Pernahkah kalian memperhatikan jempol sendiri saat berselancar di media sosial? Atau mungkin, pernahkah kalian melihat bagaimana sebuah video gosip, sindiran halus, atau kabar yang belum jelas kebenarannya bisa langsung disukai, dikomentari, dan dibagikan oleh ribuan orang hanya dalam hitungan menit? Banyak orang beranggapan bahwa aktivitas di dunia maya hanyalah hiburan semata yang tidak berdampak pada catatan amal di akhirat. Mereka merasa aman-aman saja mengetik komentar pedas atau menyebarkan aib orang lain di balik akun anonim, seolah-olah jempol yang mengetik tidak akan dimintai pertanggungjawaban seperti halnya mulut yang berucap.

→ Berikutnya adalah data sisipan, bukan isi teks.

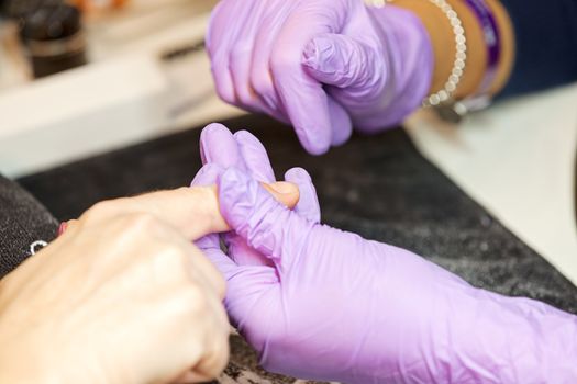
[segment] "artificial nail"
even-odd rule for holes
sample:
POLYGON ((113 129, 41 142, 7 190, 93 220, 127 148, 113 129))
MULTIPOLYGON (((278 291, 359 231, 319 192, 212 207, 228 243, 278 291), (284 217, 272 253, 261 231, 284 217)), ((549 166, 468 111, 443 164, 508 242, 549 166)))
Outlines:
POLYGON ((60 226, 58 227, 58 237, 60 237, 66 231, 66 228, 68 228, 68 223, 60 223, 60 226))

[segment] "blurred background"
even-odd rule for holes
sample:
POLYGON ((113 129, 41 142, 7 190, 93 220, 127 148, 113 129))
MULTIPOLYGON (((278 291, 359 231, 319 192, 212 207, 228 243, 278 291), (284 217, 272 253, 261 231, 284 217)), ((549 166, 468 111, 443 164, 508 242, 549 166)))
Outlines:
MULTIPOLYGON (((21 181, 48 174, 45 180, 49 181, 55 174, 51 170, 74 161, 243 115, 217 98, 203 50, 215 3, 0 0, 0 173, 21 181)), ((441 122, 426 111, 417 113, 404 126, 419 156, 574 283, 576 101, 577 86, 569 84, 500 102, 459 126, 441 122)), ((251 126, 240 127, 266 132, 274 124, 268 120, 249 122, 251 126)), ((285 148, 281 137, 271 136, 265 143, 269 150, 285 148)), ((384 154, 396 150, 387 134, 375 143, 384 154)), ((301 165, 301 150, 293 148, 285 155, 286 160, 301 165)), ((348 145, 339 150, 349 158, 366 153, 354 148, 348 145)), ((169 151, 178 149, 165 149, 169 151)), ((138 156, 144 174, 149 171, 145 165, 152 155, 138 156)), ((318 158, 310 167, 326 170, 330 159, 318 158)), ((75 172, 90 171, 90 167, 75 172)), ((196 172, 195 167, 181 167, 187 177, 196 172)), ((103 168, 109 179, 121 174, 113 166, 103 168)), ((102 177, 104 171, 99 172, 102 177)), ((374 172, 369 177, 373 182, 367 189, 373 189, 377 179, 387 174, 374 172)), ((171 185, 166 180, 159 177, 155 183, 146 184, 142 179, 133 183, 143 189, 171 185)), ((27 187, 32 189, 32 183, 27 187)), ((136 190, 115 194, 127 192, 136 190)), ((43 199, 35 195, 46 204, 55 193, 46 189, 43 199)), ((111 195, 95 194, 78 210, 111 195)), ((400 194, 400 199, 406 196, 400 194)), ((355 212, 370 203, 359 202, 355 212)), ((432 227, 439 225, 433 223, 432 227)))

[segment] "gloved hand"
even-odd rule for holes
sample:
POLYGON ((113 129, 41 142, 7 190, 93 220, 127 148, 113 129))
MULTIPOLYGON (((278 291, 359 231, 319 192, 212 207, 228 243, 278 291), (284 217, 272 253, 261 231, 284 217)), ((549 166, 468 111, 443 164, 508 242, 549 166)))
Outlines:
MULTIPOLYGON (((246 131, 240 131, 233 135, 221 124, 210 124, 201 133, 200 154, 204 167, 195 177, 192 187, 215 184, 218 176, 230 167, 242 169, 260 182, 273 183, 276 181, 265 147, 246 131)), ((296 184, 299 191, 303 193, 298 196, 298 204, 295 206, 292 203, 295 199, 291 196, 293 189, 290 185, 285 185, 287 188, 282 190, 282 183, 270 184, 270 188, 276 188, 277 192, 280 193, 277 199, 281 200, 282 193, 289 193, 284 201, 288 202, 290 206, 295 206, 293 210, 299 214, 318 223, 320 221, 319 203, 309 174, 300 168, 293 168, 285 174, 285 180, 296 184)), ((221 237, 230 255, 238 264, 273 266, 273 262, 265 256, 248 247, 241 236, 228 233, 221 237)), ((211 253, 214 249, 220 251, 219 235, 206 236, 197 241, 197 246, 206 253, 211 253)))
POLYGON ((362 0, 221 0, 207 46, 219 95, 291 123, 311 154, 346 142, 353 124, 401 122, 433 71, 420 20, 362 0))
POLYGON ((577 317, 320 225, 313 189, 301 189, 300 213, 236 168, 217 180, 235 236, 268 262, 237 261, 217 244, 204 252, 226 278, 233 325, 267 370, 363 384, 577 381, 577 317))

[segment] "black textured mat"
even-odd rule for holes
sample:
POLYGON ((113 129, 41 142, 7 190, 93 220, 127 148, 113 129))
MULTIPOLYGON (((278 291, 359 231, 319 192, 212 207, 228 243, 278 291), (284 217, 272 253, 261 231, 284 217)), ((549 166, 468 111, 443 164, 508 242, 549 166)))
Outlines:
MULTIPOLYGON (((471 284, 577 313, 577 289, 428 162, 401 129, 355 136, 322 157, 263 116, 225 122, 249 128, 267 147, 277 177, 303 167, 315 182, 323 222, 408 248, 471 284)), ((95 202, 187 185, 200 167, 200 129, 136 145, 20 180, 59 219, 95 202)), ((264 372, 254 351, 231 338, 220 383, 295 383, 264 372)), ((303 382, 299 382, 303 383, 303 382)))
MULTIPOLYGON (((355 136, 322 157, 267 117, 225 122, 266 146, 278 178, 303 167, 323 222, 410 249, 474 285, 577 313, 577 289, 426 161, 402 129, 355 136)), ((189 184, 200 167, 200 129, 170 135, 20 180, 57 218, 95 202, 189 184)), ((576 256, 577 257, 577 256, 576 256)))

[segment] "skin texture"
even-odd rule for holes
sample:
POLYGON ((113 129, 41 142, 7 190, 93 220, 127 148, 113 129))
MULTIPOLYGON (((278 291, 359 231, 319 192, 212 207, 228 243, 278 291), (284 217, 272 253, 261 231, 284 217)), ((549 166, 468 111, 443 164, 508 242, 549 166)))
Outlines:
POLYGON ((226 102, 290 123, 311 154, 401 122, 426 94, 421 21, 359 0, 222 0, 207 46, 226 102))
MULTIPOLYGON (((292 184, 266 188, 298 201, 292 184)), ((190 240, 222 230, 214 185, 95 205, 0 281, 0 382, 215 377, 229 355, 225 284, 190 240)))
POLYGON ((265 369, 363 384, 576 382, 576 316, 321 225, 304 170, 289 172, 301 180, 300 200, 286 208, 255 180, 271 174, 264 148, 223 129, 203 133, 203 169, 223 170, 220 208, 244 247, 199 246, 226 278, 231 321, 265 369), (240 149, 244 140, 253 153, 240 149))

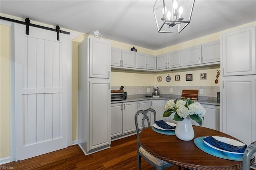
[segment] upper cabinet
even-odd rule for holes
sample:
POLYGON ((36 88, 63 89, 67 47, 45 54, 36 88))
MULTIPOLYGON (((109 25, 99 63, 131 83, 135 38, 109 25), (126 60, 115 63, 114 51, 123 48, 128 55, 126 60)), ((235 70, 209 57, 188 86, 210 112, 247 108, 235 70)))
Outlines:
MULTIPOLYGON (((89 77, 110 78, 110 42, 102 39, 89 37, 89 77), (100 50, 99 50, 100 49, 100 50), (98 69, 100 68, 100 69, 98 69)), ((85 56, 85 57, 86 56, 85 56)))
POLYGON ((136 53, 111 48, 111 66, 134 68, 136 53))
POLYGON ((197 45, 183 50, 184 66, 200 64, 202 63, 202 47, 197 45))
POLYGON ((156 57, 136 53, 136 68, 155 70, 156 69, 156 57))
POLYGON ((202 46, 202 63, 220 61, 220 42, 216 41, 202 46))
POLYGON ((256 74, 255 36, 255 26, 222 35, 223 76, 256 74))

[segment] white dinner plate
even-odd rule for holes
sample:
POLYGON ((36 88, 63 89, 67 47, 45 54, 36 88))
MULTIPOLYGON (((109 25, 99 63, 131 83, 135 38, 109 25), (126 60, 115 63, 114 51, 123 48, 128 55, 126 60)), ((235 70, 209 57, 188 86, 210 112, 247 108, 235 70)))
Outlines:
MULTIPOLYGON (((171 122, 166 122, 166 123, 167 123, 168 125, 170 125, 170 126, 176 126, 176 124, 173 123, 171 123, 171 122)), ((174 130, 175 130, 175 128, 174 129, 163 129, 162 127, 159 127, 156 124, 156 123, 154 123, 154 125, 153 125, 153 126, 154 126, 154 127, 155 127, 156 129, 158 129, 163 130, 164 131, 173 131, 174 130)))
MULTIPOLYGON (((232 145, 236 146, 236 147, 241 147, 242 146, 245 145, 245 144, 242 143, 242 142, 240 142, 239 141, 236 141, 235 140, 232 139, 228 138, 225 137, 222 137, 220 136, 212 136, 215 139, 220 141, 221 142, 224 142, 226 143, 228 143, 230 145, 232 145)), ((204 143, 206 144, 209 147, 212 148, 214 149, 216 149, 217 150, 220 150, 221 151, 225 152, 228 153, 233 153, 235 154, 244 154, 244 153, 239 153, 237 152, 230 152, 228 151, 227 150, 225 150, 223 149, 220 149, 219 148, 217 148, 214 146, 212 145, 211 144, 208 143, 207 142, 203 140, 204 143)))

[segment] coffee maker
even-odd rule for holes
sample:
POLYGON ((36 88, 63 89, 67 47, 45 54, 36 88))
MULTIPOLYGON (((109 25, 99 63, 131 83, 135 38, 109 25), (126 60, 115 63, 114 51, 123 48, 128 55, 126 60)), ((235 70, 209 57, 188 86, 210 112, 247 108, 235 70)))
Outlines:
POLYGON ((153 98, 159 98, 159 94, 160 90, 159 90, 158 86, 154 86, 153 90, 153 98))

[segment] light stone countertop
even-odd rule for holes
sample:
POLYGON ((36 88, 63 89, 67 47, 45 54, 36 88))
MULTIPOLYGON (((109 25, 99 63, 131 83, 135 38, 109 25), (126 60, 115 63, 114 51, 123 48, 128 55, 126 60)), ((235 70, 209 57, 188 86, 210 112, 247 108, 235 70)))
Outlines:
MULTIPOLYGON (((124 103, 130 102, 137 102, 142 100, 175 100, 176 98, 169 98, 168 97, 160 97, 159 98, 153 98, 152 97, 129 97, 129 96, 127 98, 128 99, 125 100, 119 100, 116 101, 111 102, 111 104, 119 103, 124 103)), ((180 99, 180 98, 179 99, 180 99)), ((200 104, 210 104, 211 105, 215 105, 220 106, 220 103, 218 103, 216 101, 212 100, 192 100, 194 102, 197 102, 200 104)))

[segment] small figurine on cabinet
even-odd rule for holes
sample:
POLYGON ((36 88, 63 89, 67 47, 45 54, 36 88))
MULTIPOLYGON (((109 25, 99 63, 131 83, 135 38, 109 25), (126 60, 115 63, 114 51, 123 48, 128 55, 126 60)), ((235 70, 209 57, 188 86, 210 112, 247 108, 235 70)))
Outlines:
POLYGON ((101 38, 101 34, 100 33, 100 32, 98 30, 98 29, 96 29, 96 31, 94 31, 94 37, 98 38, 101 38))
POLYGON ((131 51, 137 52, 137 49, 136 49, 135 47, 133 47, 132 48, 131 48, 131 51))

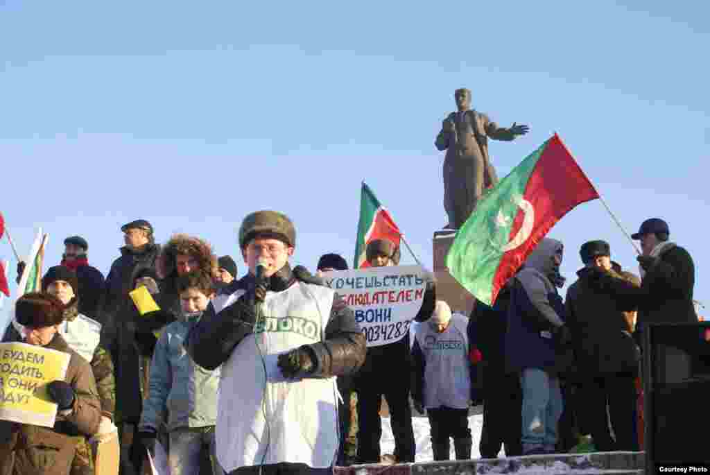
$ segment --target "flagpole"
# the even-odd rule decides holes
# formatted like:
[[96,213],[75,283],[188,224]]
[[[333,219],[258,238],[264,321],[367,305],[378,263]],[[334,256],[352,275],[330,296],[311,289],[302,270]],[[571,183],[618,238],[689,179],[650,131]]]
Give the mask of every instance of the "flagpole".
[[[599,195],[599,192],[597,192],[597,194]],[[621,225],[621,223],[616,218],[616,216],[611,212],[611,209],[609,209],[609,207],[606,204],[606,202],[604,201],[604,199],[601,197],[601,195],[599,195],[599,200],[601,202],[601,204],[604,205],[604,207],[606,208],[606,212],[609,214],[609,216],[611,216],[611,218],[614,220],[614,222],[616,223],[616,225],[619,226],[619,229],[621,230],[621,232],[623,232],[624,234],[624,236],[626,236],[626,238],[628,239],[628,241],[631,243],[631,246],[633,246],[633,250],[636,251],[637,254],[640,256],[641,251],[638,247],[636,247],[636,243],[633,241],[633,239],[631,238],[629,234],[626,232],[626,230],[624,229],[623,226]]]
[[419,264],[420,267],[424,267],[422,266],[422,263],[419,261],[419,259],[417,258],[417,256],[414,255],[412,248],[409,246],[409,244],[407,242],[407,240],[404,239],[404,234],[400,234],[400,239],[402,239],[402,242],[404,243],[404,245],[407,246],[407,250],[409,251],[409,253],[412,254],[412,257],[413,257],[414,260],[417,261],[417,263]]
[[10,237],[10,230],[7,229],[7,226],[5,227],[5,234],[7,234],[7,240],[10,241],[10,246],[12,246],[12,251],[15,253],[15,258],[17,259],[18,262],[20,262],[21,261],[21,259],[20,259],[20,255],[17,253],[17,249],[15,248],[15,243],[12,241],[12,238]]

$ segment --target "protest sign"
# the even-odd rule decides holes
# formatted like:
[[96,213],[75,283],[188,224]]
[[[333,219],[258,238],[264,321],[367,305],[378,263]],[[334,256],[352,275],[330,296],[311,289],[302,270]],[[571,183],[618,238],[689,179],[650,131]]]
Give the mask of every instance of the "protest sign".
[[26,343],[0,343],[0,419],[51,427],[57,405],[47,383],[63,380],[70,355]]
[[404,338],[422,307],[424,269],[419,266],[334,271],[325,283],[355,313],[368,346],[380,346]]

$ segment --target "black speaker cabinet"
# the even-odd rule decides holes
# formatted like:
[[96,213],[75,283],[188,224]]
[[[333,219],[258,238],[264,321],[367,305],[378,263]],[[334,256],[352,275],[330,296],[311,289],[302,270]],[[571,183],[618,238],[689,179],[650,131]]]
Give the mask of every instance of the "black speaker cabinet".
[[710,467],[710,322],[652,324],[643,337],[647,473]]

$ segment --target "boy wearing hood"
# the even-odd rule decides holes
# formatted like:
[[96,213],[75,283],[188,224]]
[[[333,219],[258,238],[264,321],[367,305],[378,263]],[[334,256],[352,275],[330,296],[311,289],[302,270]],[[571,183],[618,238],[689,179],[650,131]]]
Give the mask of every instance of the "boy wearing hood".
[[563,246],[542,239],[514,278],[506,334],[507,368],[518,372],[523,391],[523,454],[555,453],[562,413],[559,373],[561,347],[570,340],[564,306],[557,293]]
[[224,471],[214,459],[219,368],[208,371],[198,366],[182,347],[190,330],[214,296],[212,275],[200,272],[182,275],[175,290],[180,295],[182,315],[165,327],[155,345],[138,437],[143,447],[154,454],[158,429],[167,416],[170,473],[187,475],[200,471],[200,450],[207,446],[212,473],[221,475]]
[[457,460],[471,458],[469,406],[476,399],[476,364],[469,358],[469,319],[437,300],[432,317],[417,327],[412,349],[412,398],[431,426],[435,460],[448,460],[454,439]]

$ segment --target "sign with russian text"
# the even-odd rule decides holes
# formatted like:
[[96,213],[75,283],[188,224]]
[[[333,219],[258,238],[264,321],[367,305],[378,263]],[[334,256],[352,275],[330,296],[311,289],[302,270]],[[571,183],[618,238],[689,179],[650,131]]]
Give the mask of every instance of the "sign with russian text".
[[26,343],[0,343],[0,419],[51,427],[57,405],[47,384],[63,380],[70,355]]
[[424,269],[420,266],[334,271],[323,275],[355,313],[368,346],[398,342],[422,307]]

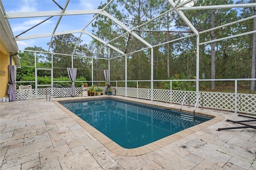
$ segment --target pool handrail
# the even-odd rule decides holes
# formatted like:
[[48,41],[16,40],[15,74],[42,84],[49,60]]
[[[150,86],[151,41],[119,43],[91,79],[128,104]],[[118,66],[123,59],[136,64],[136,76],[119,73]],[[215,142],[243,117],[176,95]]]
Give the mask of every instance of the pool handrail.
[[190,96],[189,95],[189,94],[187,93],[186,94],[185,96],[184,96],[184,98],[183,98],[183,101],[182,101],[182,103],[181,103],[181,106],[180,107],[180,114],[181,115],[181,108],[182,108],[182,106],[183,106],[183,103],[184,103],[184,101],[185,101],[185,99],[186,99],[186,97],[188,96],[188,108],[190,108]]
[[198,101],[199,100],[199,97],[202,97],[202,109],[201,110],[204,110],[204,96],[201,94],[199,94],[198,96],[197,97],[197,99],[196,99],[196,104],[195,105],[195,107],[194,108],[194,117],[195,117],[195,110],[196,110],[196,105],[197,105],[197,103],[198,103]]

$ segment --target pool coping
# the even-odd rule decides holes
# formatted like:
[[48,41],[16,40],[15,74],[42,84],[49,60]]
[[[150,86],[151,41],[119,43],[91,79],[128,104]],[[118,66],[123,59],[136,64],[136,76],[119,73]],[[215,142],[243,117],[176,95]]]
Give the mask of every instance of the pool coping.
[[[69,111],[59,103],[59,102],[70,101],[81,101],[104,98],[110,98],[115,99],[119,99],[123,101],[131,101],[153,106],[157,106],[161,108],[164,108],[178,111],[180,111],[180,108],[178,108],[178,107],[173,105],[170,103],[168,103],[168,106],[167,106],[166,103],[163,102],[147,101],[146,100],[143,99],[138,99],[136,98],[129,98],[120,96],[112,95],[98,96],[90,97],[86,97],[85,98],[79,97],[76,97],[76,99],[69,98],[68,99],[66,98],[56,98],[56,100],[52,101],[52,102],[55,105],[61,109],[66,114],[68,115],[74,121],[79,124],[82,127],[88,131],[90,134],[104,145],[109,150],[115,154],[123,156],[137,156],[150,152],[162,147],[164,147],[168,144],[170,144],[182,138],[187,136],[188,136],[192,134],[193,133],[194,133],[199,130],[207,128],[216,123],[222,121],[225,118],[222,115],[214,114],[212,111],[198,110],[196,110],[195,112],[196,115],[200,116],[206,116],[207,117],[212,118],[212,119],[208,121],[197,125],[194,126],[194,127],[190,127],[146,145],[134,148],[127,149],[120,146],[118,144],[110,139],[104,134],[96,129],[86,122],[84,121],[77,115]],[[184,107],[184,108],[182,108],[182,111],[185,111],[189,113],[193,113],[193,109],[192,109],[191,108],[187,108],[187,107]]]

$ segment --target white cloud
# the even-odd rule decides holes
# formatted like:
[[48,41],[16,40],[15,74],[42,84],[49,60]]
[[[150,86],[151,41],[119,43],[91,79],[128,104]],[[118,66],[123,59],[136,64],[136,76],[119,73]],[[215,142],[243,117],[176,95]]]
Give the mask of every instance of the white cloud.
[[17,42],[17,45],[19,47],[19,49],[24,49],[28,47],[34,47],[33,44],[34,43],[33,40],[29,41],[18,41]]
[[19,7],[18,8],[14,9],[9,12],[27,12],[37,11],[36,9],[37,3],[36,1],[26,0],[17,2],[18,3],[16,4],[16,5]]
[[[43,20],[42,19],[32,19],[26,20],[22,23],[15,24],[16,26],[12,28],[12,32],[14,33],[16,32],[21,32],[39,23]],[[47,24],[52,22],[50,21],[47,20],[42,24]]]

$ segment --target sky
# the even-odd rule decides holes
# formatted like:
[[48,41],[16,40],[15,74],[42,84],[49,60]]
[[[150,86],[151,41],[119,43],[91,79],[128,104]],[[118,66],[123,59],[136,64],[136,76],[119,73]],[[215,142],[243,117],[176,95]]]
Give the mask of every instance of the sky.
[[[6,12],[36,12],[44,11],[61,10],[59,7],[52,0],[2,0]],[[63,8],[66,2],[66,0],[55,0],[55,1]],[[66,10],[86,10],[97,9],[100,5],[100,2],[105,3],[105,0],[71,0]],[[74,16],[64,16],[56,30],[59,32],[68,30],[82,29],[90,22],[93,16],[92,14]],[[14,36],[22,33],[27,30],[45,20],[46,17],[28,18],[15,18],[8,19],[9,22]],[[59,18],[59,16],[54,16],[46,21],[40,24],[20,36],[36,34],[37,34],[52,33]],[[78,20],[80,22],[77,22]],[[91,24],[86,30],[92,32]],[[77,37],[80,36],[80,33],[74,34]],[[85,40],[89,42],[91,38],[87,34],[83,34],[82,37],[84,42]],[[51,40],[51,37],[36,38],[26,40],[17,41],[19,49],[24,49],[28,47],[41,47],[43,49],[48,50],[48,46],[47,42]]]

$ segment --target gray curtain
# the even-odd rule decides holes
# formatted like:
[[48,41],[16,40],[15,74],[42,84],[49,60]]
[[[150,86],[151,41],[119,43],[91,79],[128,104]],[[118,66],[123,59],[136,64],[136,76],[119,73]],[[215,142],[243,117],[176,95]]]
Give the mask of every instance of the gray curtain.
[[75,68],[67,68],[68,77],[71,81],[71,97],[76,96],[76,88],[75,88],[75,81],[76,77],[76,69]]
[[109,70],[104,70],[104,76],[106,81],[109,82]]
[[15,93],[15,81],[17,75],[17,67],[16,65],[9,65],[9,83],[6,91],[6,95],[9,95],[9,101],[16,101]]
[[[109,82],[109,85],[110,85],[110,83],[109,83],[109,70],[103,70],[104,72],[104,76],[105,77],[105,81],[107,81]],[[107,89],[108,89],[108,86],[105,84],[105,93],[107,93]]]

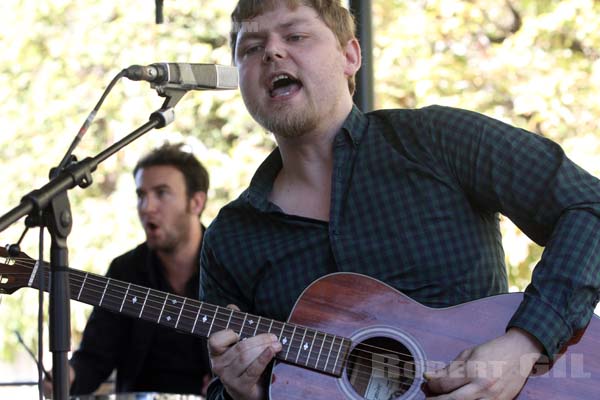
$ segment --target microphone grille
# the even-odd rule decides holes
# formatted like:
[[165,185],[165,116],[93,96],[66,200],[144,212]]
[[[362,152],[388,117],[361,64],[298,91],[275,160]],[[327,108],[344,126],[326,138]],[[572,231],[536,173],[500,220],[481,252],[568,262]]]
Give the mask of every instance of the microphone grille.
[[237,89],[237,68],[227,65],[215,65],[217,70],[217,89]]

Dalam kajian kali ini, kita akan membahas bagaimana khazanah keilmuan salaf merespons aktivitas digital kita sehari-hari, serta mengupas tuntas problem dosa jariyah yang mengintai di balik layar gawai kita.
Pena Digital: Ketika Jempol Menggantikan Lisan
Banyak netizen yang terjebak dalam ilusi bahwa dosa lisan hanya terjadi saat mulut berbicara. Padahal, para ulama terdahulu sudah mengingankan kita bahwa dalam kajian fikih klasik, tulisan memiliki kedudukan hukum yang sama persis dengan ucapan lisan.
Sebuah kaidah populer yang dinukil oleh Imam Al-Mawardi dalam kitab Adab al-Dunya wa al-Din menegaskan:
القلم أحد اللسانين
Artinya: Pena adalah salah satu dari dua lisan.
Ibarot di atas menjelaskan kepada kita bahwa ketikan jempol kita di kolom komentar, status Facebook, atau cuitan Twitter (X) pada hakikatnya adalah “lisan kedua” kita. Konsekuensi hukumnya pun tidak main-main. Apa saja yang haram diucapkan, maka haram pula dituliskan.
Problem ini dipertegas oleh Imam Abu Hamid al-Ghazali dalam kitab Ihya’ Ulumuddin. Beliau merumuskan konsep adanya dosa ghibah lewat tulisan. Menurut beliau, menuliskan kekurangan atau kejelekan sesama muslim di media sosial, meskipun lewat sindiran samar atau yang biasa kita kenal dengan istilah vagueposting, tetap dihukumi haram jika pembaca memahami siapa sosok yang sedang disindir tersebut.